LAWS(PVC)-1924-3-196

EMPEROR Vs. RAGHYA NAGYA

Decided On March 05, 1924
EMPEROR Appellant
V/S
RAGHYA NAGYA Respondents

JUDGEMENT

(1.) The two accused were charged before the Sessions Judge of Thana with having committed the murder of one Lakhu on November 26, 1923. The chief evidence against the accused was their own confessions which were persisted in before the Sessions Court. Those confessions show that the first accused had murdered Lakhu, while the second accused had instigated the first accused to commit the crime. She had not taken any part in the actual killing of Lakhu, though afterwards she assisted the first accused in burying the corpse. The Sessions Judge directed the jury that the accused would be guilty of abetment of murder unless the jury could be satisfied that she had taken part in the actual killing of Lakhu, which certainly was not clear on the evidence. Accordingly the jury found the first accused guilty of murder and the second accused guilty of abetjnent of murder. Both were sentenced to death.

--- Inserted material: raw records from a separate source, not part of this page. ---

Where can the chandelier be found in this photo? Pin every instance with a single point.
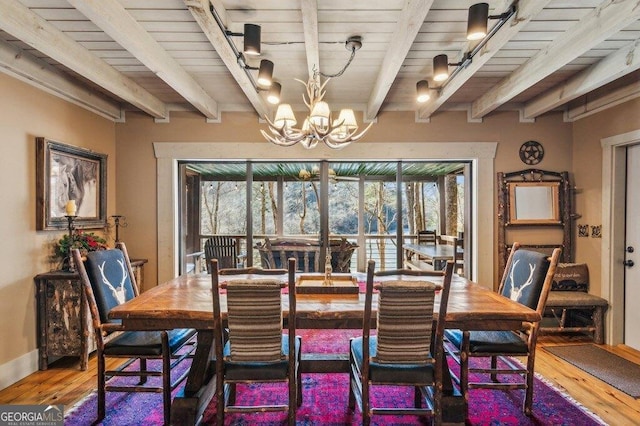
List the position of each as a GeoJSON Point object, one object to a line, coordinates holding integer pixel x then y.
{"type": "Point", "coordinates": [318, 126]}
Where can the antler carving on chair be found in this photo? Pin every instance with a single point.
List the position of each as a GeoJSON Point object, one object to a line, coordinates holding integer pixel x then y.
{"type": "Point", "coordinates": [515, 293]}
{"type": "Point", "coordinates": [119, 292]}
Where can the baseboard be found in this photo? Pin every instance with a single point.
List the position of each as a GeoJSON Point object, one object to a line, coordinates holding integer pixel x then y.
{"type": "Point", "coordinates": [18, 368]}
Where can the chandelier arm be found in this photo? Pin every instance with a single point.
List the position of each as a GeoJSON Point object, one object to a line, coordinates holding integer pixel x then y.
{"type": "Point", "coordinates": [278, 141]}
{"type": "Point", "coordinates": [361, 134]}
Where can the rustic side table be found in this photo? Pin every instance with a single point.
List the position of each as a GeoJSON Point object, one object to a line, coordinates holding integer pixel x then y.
{"type": "Point", "coordinates": [64, 321]}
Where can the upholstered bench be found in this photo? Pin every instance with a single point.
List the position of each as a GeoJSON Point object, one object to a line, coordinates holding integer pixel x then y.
{"type": "Point", "coordinates": [570, 308]}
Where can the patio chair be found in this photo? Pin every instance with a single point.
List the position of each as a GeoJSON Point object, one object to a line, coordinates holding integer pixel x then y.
{"type": "Point", "coordinates": [226, 250]}
{"type": "Point", "coordinates": [108, 280]}
{"type": "Point", "coordinates": [527, 279]}
{"type": "Point", "coordinates": [407, 350]}
{"type": "Point", "coordinates": [256, 350]}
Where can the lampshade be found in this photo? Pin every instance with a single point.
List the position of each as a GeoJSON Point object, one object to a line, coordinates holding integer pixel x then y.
{"type": "Point", "coordinates": [422, 89]}
{"type": "Point", "coordinates": [440, 68]}
{"type": "Point", "coordinates": [265, 73]}
{"type": "Point", "coordinates": [477, 21]}
{"type": "Point", "coordinates": [284, 116]}
{"type": "Point", "coordinates": [251, 39]}
{"type": "Point", "coordinates": [320, 114]}
{"type": "Point", "coordinates": [273, 97]}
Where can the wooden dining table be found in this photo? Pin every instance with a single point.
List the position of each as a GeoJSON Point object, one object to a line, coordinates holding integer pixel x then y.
{"type": "Point", "coordinates": [186, 302]}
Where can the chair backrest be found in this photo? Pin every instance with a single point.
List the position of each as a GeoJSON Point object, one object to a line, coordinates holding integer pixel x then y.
{"type": "Point", "coordinates": [254, 312]}
{"type": "Point", "coordinates": [458, 245]}
{"type": "Point", "coordinates": [274, 254]}
{"type": "Point", "coordinates": [109, 276]}
{"type": "Point", "coordinates": [427, 236]}
{"type": "Point", "coordinates": [223, 248]}
{"type": "Point", "coordinates": [528, 276]}
{"type": "Point", "coordinates": [405, 318]}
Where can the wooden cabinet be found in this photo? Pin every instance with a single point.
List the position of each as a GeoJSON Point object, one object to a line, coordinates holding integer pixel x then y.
{"type": "Point", "coordinates": [64, 321]}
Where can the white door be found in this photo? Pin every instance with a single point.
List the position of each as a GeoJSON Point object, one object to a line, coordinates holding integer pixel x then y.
{"type": "Point", "coordinates": [632, 247]}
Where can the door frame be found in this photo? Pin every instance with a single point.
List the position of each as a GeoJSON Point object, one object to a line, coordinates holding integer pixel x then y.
{"type": "Point", "coordinates": [614, 169]}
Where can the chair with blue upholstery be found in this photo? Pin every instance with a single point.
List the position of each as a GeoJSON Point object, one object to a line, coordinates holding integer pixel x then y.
{"type": "Point", "coordinates": [108, 281]}
{"type": "Point", "coordinates": [526, 279]}
{"type": "Point", "coordinates": [252, 348]}
{"type": "Point", "coordinates": [407, 349]}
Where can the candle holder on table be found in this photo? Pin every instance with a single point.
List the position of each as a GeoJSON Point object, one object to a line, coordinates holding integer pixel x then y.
{"type": "Point", "coordinates": [118, 222]}
{"type": "Point", "coordinates": [69, 265]}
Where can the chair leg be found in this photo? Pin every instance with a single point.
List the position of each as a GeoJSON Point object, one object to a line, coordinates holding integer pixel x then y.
{"type": "Point", "coordinates": [417, 397]}
{"type": "Point", "coordinates": [464, 366]}
{"type": "Point", "coordinates": [528, 398]}
{"type": "Point", "coordinates": [101, 385]}
{"type": "Point", "coordinates": [366, 413]}
{"type": "Point", "coordinates": [494, 365]}
{"type": "Point", "coordinates": [166, 386]}
{"type": "Point", "coordinates": [143, 367]}
{"type": "Point", "coordinates": [352, 381]}
{"type": "Point", "coordinates": [220, 395]}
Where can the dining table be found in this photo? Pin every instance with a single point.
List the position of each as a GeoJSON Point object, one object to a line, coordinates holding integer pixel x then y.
{"type": "Point", "coordinates": [186, 302]}
{"type": "Point", "coordinates": [434, 254]}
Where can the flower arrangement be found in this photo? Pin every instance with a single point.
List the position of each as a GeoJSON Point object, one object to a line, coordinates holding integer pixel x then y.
{"type": "Point", "coordinates": [84, 241]}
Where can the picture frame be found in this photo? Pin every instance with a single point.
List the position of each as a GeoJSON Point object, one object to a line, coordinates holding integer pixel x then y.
{"type": "Point", "coordinates": [63, 173]}
{"type": "Point", "coordinates": [534, 203]}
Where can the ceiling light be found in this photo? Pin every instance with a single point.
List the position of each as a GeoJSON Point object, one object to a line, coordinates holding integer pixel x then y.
{"type": "Point", "coordinates": [251, 39]}
{"type": "Point", "coordinates": [274, 93]}
{"type": "Point", "coordinates": [423, 91]}
{"type": "Point", "coordinates": [440, 68]}
{"type": "Point", "coordinates": [476, 30]}
{"type": "Point", "coordinates": [318, 125]}
{"type": "Point", "coordinates": [477, 21]}
{"type": "Point", "coordinates": [265, 73]}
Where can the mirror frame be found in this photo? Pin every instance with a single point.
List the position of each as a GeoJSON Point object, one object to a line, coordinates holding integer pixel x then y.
{"type": "Point", "coordinates": [550, 211]}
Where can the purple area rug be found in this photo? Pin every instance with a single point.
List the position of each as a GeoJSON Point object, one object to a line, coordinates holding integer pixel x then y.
{"type": "Point", "coordinates": [325, 401]}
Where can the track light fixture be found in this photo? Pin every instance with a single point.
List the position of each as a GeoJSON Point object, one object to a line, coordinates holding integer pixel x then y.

(2.) We are now confronted with the decision of this Court in Reg. V/s. Chand Nur (1874) 11 B.H.C.R. 240 in which it was held that where a man is charged with murder and is convicted of abetment, without being charged with abetment, the conviction and sentence must be annulled and a retrial ordered. Their Lordships said (pp. 241, 242):- It is not open to a Court to find a man guilty of the abetment of an offence on a charge of the offence itself. When a man is accused of murder, he may not be conscious that he will have to meet an imputation of collateral circumstances constituting abetment of it, which may be quite distinct from the circumstances constituting the murder itself. When, therefore, the Sessions Judge says that Section 457 warrants his convicting the accused of the abetment of murder on the original charge of murder itself, without amendment of the charge, he departs from the intention of that section. For although, under special circumstances, abetment is to be deemed equivalent to the principal offence, yet it is plain that a charge of the latter, simply as such, gives no intimation of a trial to be held on the former.

(3.) Under Section 238 of the Criminal Procedure Code, as amended, when a person is charged with an offence, he may be convicted of an attempt to commit such offence, although the attempt is not separately charged. If the legislature had intended to disagree with the decision to which we have just referred, it would have been enacted that when a person is charged with an offence, he may be convicted of abetment of such offence, although abetment is not separately charged. But that has not been done, and therefore, we must come to the conclusion in this case that there has been a misdirection, and that the conviction of abetment of murder against accused No. 2 cannot stand, as there was no charge of abetment made against her. The result must be that the conviction and the sentence must be set aside and a new trial must be ordered against accused No. 2. It may be desirable at the retrial to frame charges against accused No. 2 under Section 302 Indian Penal Code, and Section 302 read with Section 109 or 114, Indian Penal Code, as the Sessions Judge may think proper.